I’m having a bit of a moment over here. The moment seems to have started yesterday morning, and shows no sign of letting up. And I’m feeling all of the feelings: sadness, anger, anxiety, despair, hopefulness, and right back into sadness and despair and anger. For once though, they’re not for myself.
I’m feeling these feelings because someone I know, an acquaintance, is having a shit time. And she had no one else to ask for help. And we are doing all we can to help while keeping ourselves safe, but I cannot stop feeling. Because she never should have been driven to ask almost strangers for help. Because the services provided to women in need should have been enough. But there needs to be more. Because she knew she needed to be somewhere else, and was strong enough to make that happen. Because in helping, we are now in the middle of a shit situation.
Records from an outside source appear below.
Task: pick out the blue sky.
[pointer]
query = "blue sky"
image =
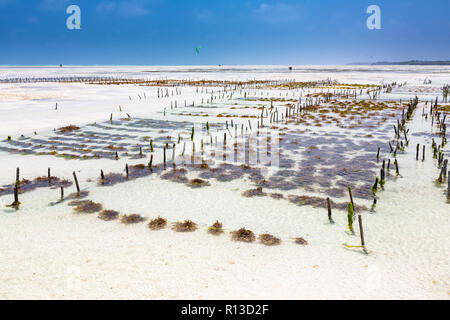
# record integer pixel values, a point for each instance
(162, 32)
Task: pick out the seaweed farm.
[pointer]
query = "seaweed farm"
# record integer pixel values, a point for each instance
(311, 172)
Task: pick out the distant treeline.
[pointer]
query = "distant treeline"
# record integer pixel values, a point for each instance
(408, 63)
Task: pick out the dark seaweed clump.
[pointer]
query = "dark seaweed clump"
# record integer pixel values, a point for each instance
(254, 193)
(269, 240)
(108, 215)
(157, 224)
(186, 226)
(216, 228)
(243, 235)
(131, 218)
(198, 183)
(301, 241)
(86, 206)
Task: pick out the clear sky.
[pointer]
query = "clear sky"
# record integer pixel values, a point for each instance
(163, 32)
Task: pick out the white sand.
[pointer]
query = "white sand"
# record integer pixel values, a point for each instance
(50, 252)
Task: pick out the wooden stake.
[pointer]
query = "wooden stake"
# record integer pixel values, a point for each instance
(164, 157)
(329, 210)
(361, 232)
(76, 182)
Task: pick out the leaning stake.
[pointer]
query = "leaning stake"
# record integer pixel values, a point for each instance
(76, 181)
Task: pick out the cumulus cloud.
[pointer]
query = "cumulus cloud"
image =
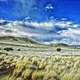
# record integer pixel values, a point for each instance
(68, 32)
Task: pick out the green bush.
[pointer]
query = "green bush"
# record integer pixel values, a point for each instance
(58, 49)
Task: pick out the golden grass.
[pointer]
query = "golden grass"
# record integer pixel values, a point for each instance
(39, 68)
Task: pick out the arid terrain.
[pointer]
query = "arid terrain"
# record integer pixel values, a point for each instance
(22, 59)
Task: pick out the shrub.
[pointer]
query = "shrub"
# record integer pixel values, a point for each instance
(19, 49)
(58, 49)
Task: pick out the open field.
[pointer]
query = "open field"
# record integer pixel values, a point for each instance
(24, 60)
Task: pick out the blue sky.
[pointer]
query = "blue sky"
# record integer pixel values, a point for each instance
(18, 9)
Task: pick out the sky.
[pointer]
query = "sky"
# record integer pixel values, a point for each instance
(40, 9)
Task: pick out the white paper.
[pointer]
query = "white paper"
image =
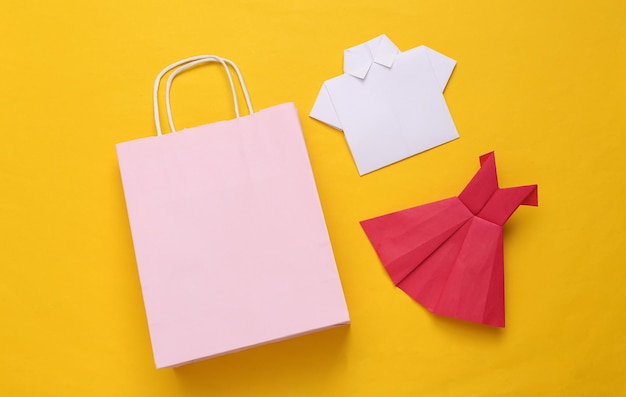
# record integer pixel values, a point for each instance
(388, 103)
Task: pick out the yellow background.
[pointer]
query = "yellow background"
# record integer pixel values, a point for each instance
(543, 83)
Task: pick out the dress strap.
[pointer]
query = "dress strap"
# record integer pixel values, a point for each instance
(504, 202)
(482, 186)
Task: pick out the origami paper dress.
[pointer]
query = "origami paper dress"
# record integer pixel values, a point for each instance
(448, 255)
(388, 103)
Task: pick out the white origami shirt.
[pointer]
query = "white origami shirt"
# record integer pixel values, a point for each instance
(388, 103)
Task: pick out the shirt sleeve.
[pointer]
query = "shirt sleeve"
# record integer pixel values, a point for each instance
(324, 110)
(442, 66)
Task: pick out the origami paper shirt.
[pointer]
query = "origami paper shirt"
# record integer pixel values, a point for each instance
(388, 103)
(448, 255)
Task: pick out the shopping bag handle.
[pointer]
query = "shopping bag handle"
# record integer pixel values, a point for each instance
(183, 65)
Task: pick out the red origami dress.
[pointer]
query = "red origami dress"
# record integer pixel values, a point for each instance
(448, 255)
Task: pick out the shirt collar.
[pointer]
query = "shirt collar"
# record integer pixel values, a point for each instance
(358, 60)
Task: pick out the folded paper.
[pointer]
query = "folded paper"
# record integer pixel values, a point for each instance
(448, 255)
(388, 103)
(229, 235)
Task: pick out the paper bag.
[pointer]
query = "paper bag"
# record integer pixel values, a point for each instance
(229, 235)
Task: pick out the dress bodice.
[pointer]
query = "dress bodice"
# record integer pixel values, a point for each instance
(485, 199)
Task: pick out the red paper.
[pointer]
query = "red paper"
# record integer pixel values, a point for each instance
(448, 255)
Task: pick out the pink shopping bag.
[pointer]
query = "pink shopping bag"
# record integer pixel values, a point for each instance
(229, 235)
And I cannot not help. I don’t have it in me. I am smart. I am wary. I am kind. I am hopelessly giving. I will do everything I can without endangering myself and those I love. But it’s been pointed out to me that every action, even in helping, has a consequence. But the consequences of not helping are far worse. Right?
We need to be better. The world can be such a terrible place, but it would be so much worse if we didn’t help. I need to find a way to do more. So much more.
I’m still here, crawling out of winter. It is Easter weekend. Passover begins tonight. Tomorrow there is a full moon. A time of renewal, of coming through. It makes me think of some lines of poetry by Carolyn Kizer. It is the imagery that has been stuck in my mind for years, that I come back to again and again. From The Great Blue Heron:
As I wandered on the beach
I saw the heron standing
Sunk in the tattered wings
He wore as a hunchback’s coat.
Shadow without a shadow,
Hung on invisible wires
From the top of a canvas day,
What scissors cut him out?
Bring me the beach. Bring me the birds. Let’s begin anew.